自動車ニュース
年頭所感― 公益社団法人 兵庫県バス協会 会長 長尾 真
国土交通省をはじめ、関係省庁、関連団体、会員の皆様には、日頃より当協会の活動に多大なるご支援、ご尽力を頂き、心より御礼申し上げます。

2023年の新春を迎えるにあたり、謹んでお慶び申し上げます。
昨年も新型コロナウィルスの影響を受けた一年と言わざるを得ません。緊急事態宣言こそ発出されませんでしたが、兵庫県下では、まん延防止等重点措置実施期間が3月21日まで適用されました。その後、夏から秋にかけて感染者数の落ち着きが見られたものの、この冬には第8波が到来したと言われております。日々メディアで発表される内容を気にしつつ、引き続き緊張感を持ち続けなければならない状況となっております。

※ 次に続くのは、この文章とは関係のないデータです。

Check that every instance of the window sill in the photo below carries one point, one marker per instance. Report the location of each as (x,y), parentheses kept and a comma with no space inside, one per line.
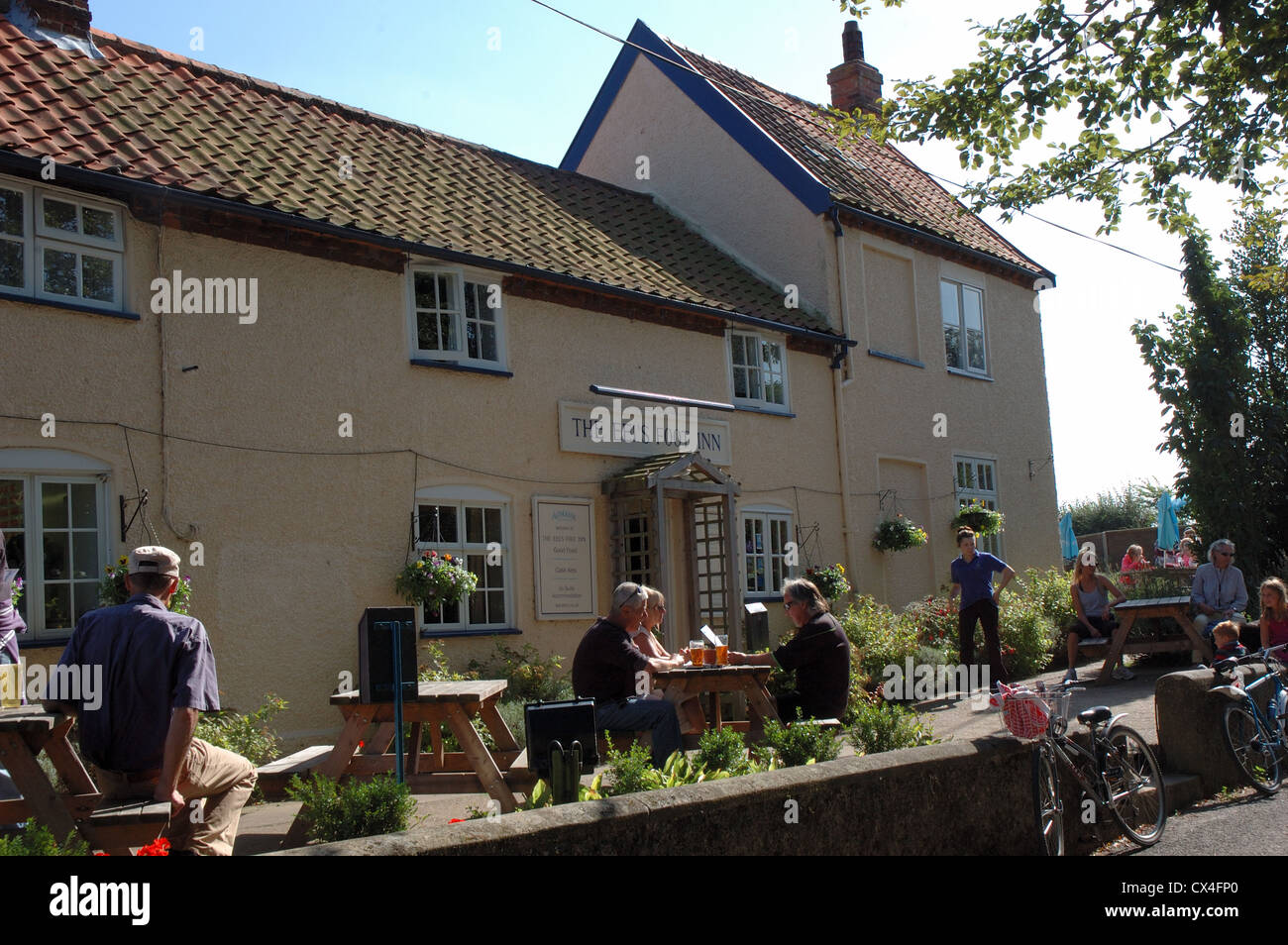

当協会の昨年の取り組みとしては、会費の一部免除のほか、国会議員や自治体などにコロナ禍における業界の厳しい経営状況をお伝えし、継続的な支援にむけての要請活動を行いました。今年も会員事業者の皆様に対して協会が取り組むべき施策を着実に行ってまいります。

一方で、バス業界においては、大きな事故や事件が発生しました。静岡県での貸切バス横転事故や神奈川県で路線バスが民家に激突した事故などは、まだ記憶に新しいと思います。これは少し異なりますが、通園バスでの車内置き去り事件など、バスに対する悪い印象を持たれた年でもありました。事故でお亡くなりになられた方およびご親族の皆様には深く哀悼の意を申し上げるとともに、今も怪我の回復途上の方には1日も早い回復をお祈り申し上げます。再発防止のための原因追及が待たれますが、過去の反省を踏まえ業界全体で安全確保に向けた取り組みを進めている中、そして要請活動の最中での事故であり、誠に遺憾であります。

さて、第8波の心配もありますが、世間一般には行動制限を行わないことが前提となり、屋外でのマスク着用も緩和されています。公共交通利用による感染が立証されたものはありませんし、基本的な対策を行うことで、感染拡大は回避できると確信しております。我々は引き続き、換気・車内消毒を徹底し、お客様に対しては、車内でのマスク着用と会話の配慮をお願いすることで、安心してご乗車いただけるように案内して参りたいと思います。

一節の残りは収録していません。